Edited: February 25, 2023, 6:53 PM · Will have a discussion with the teacher on Monday, will see if he think will make sense to accommodate a path for learning this inside our Suzuki book 1 level learning.

As adult my goals are different respect my 4.5 years old daughter, I want to play with my wife beautiful music. Technique is key to play, but like the idea having a benchmark for our process in a music we like.

I have seen the different versions in TheSession, but none of them seems coming close the one of Laura Risk, that's the one I get so much emotion from.

I'm listening many other her performances like the linked Crooked tunes from Quebec (I like it a lot also), but also from another Voices of Music "solist" (not sure can say so, just my ignorance about the official roles in their ensemble), Alana Youssefian, like the Antonio Bertali Ciaccona I like a lot

Think anyway this Lament song version is not only beautiful, but possibly achievable at multiple levels of correctness even for us beginners (at least that's my hope, testing this morning the Musescore sheet music I was able to get a recognizable result).
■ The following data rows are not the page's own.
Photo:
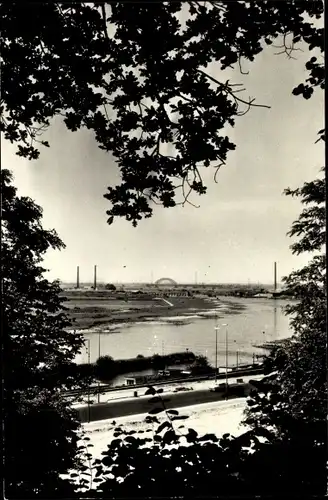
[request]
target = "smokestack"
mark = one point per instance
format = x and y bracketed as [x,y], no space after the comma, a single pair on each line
[95,279]
[78,277]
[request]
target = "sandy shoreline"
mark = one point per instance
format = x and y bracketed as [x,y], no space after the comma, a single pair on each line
[181,311]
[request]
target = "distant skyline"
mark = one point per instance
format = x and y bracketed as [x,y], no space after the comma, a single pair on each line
[241,225]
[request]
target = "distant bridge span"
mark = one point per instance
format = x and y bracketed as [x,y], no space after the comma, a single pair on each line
[166,281]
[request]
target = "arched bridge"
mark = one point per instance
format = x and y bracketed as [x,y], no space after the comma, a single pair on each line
[166,281]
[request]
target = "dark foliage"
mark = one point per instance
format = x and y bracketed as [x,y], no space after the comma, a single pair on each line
[134,74]
[38,352]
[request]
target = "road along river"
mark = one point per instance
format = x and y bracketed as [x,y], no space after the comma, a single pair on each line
[259,321]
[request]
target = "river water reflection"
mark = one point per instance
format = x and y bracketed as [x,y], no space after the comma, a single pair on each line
[262,320]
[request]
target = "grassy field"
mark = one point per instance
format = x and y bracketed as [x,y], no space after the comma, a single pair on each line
[93,311]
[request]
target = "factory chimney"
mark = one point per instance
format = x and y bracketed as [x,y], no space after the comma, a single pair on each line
[95,279]
[78,277]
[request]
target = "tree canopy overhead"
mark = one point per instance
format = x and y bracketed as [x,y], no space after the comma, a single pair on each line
[137,76]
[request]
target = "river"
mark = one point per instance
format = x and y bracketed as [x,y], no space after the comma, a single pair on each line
[261,320]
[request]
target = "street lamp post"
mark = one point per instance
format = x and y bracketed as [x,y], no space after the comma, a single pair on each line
[226,325]
[216,352]
[98,358]
[88,344]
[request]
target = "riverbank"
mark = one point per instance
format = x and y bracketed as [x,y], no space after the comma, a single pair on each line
[93,313]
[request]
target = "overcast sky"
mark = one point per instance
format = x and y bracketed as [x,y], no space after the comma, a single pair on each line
[241,225]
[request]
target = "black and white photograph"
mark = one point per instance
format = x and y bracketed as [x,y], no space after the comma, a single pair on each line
[163,237]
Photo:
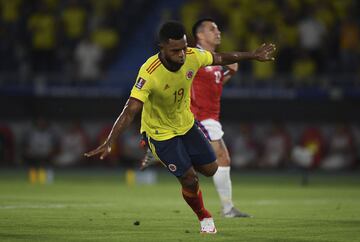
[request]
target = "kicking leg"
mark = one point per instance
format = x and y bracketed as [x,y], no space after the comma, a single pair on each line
[193,196]
[222,180]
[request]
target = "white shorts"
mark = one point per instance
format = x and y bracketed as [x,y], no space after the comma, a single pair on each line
[212,129]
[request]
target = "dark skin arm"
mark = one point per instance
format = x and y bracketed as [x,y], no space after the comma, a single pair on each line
[263,53]
[131,108]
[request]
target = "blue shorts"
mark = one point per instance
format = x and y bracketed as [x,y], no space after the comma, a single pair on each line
[181,152]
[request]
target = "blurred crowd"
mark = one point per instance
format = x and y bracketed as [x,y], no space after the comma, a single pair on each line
[67,41]
[318,40]
[259,145]
[61,40]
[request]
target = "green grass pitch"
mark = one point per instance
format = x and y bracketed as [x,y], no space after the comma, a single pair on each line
[99,206]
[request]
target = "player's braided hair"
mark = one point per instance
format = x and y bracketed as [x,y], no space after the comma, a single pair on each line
[171,30]
[197,25]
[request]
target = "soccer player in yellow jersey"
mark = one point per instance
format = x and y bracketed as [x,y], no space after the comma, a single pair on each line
[162,93]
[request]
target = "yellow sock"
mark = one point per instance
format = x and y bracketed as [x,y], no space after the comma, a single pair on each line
[33,175]
[130,177]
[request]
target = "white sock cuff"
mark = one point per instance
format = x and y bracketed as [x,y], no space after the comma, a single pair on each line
[223,168]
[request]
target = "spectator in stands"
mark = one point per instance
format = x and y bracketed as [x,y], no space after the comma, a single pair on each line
[42,28]
[349,45]
[74,20]
[7,147]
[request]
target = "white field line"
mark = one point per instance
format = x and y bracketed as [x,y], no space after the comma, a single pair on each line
[50,206]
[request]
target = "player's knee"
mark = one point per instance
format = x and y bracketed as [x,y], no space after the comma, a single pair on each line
[211,169]
[190,181]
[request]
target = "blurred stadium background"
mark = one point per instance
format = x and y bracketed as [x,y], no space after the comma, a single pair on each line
[67,66]
[66,69]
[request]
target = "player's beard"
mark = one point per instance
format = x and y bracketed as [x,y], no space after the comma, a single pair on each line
[175,66]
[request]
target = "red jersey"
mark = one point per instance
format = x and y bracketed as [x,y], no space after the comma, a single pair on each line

March 11, 2023, 12:40 AM · Neil Gow's Lament for the Death of His Second Wife is one of the most popular Airs in all of Scottish fiddling, I think. You'll find transcriptions in practically every collection of tunes out there.

Notes and rhythms are somewhat fungible in Scottish fiddling, and as you work with the style you get a sense of what is integral to the tune and what you can change. (For instance, the dotted-note pattern is often reversible between long-short and short-long.)

Similarly, ornamentation is up to the fiddler. Everyone's going to play these tunes a bit differently, and very few people write down their ornaments unless they're conveying them explicitly to a student.

If you want to learn Scottish fiddling, you should study with someone who's a Scottish fiddler, or at the very least attend Scottish fiddling jams led by an instructor. Many Scottish fiddlers play classical, too, and have solid classical technique.

Scottish tunes aren't easy even if many of them are intended to be played in the first position, and you'll probably be at the end of Suzuki book 2 or so before you have sufficient technique to do so.

Also, being able to play the base tune is quite different from making it sound stylistically appropriate, which in turn is different from making the tune your own with ornamentation and variance. A Scottish fiddler's ornaments ought to be quick and clear, which means you'll need reasonable left-hand facility before you're able to manage that aspect of the music. It also takes a fair amount of right-hand control to produce varying tone colors and shape the line without relying on much if any vibrato.

Picking up the 'dialect' of the style is its own thing, a form of musicianship separate from the technical bits. I recorded this Lament for an online camp when I took up Scottish fiddling during the pandemic (YouTube link) and listening it to now, I can only feel, intuitively, that I would not play it like that now.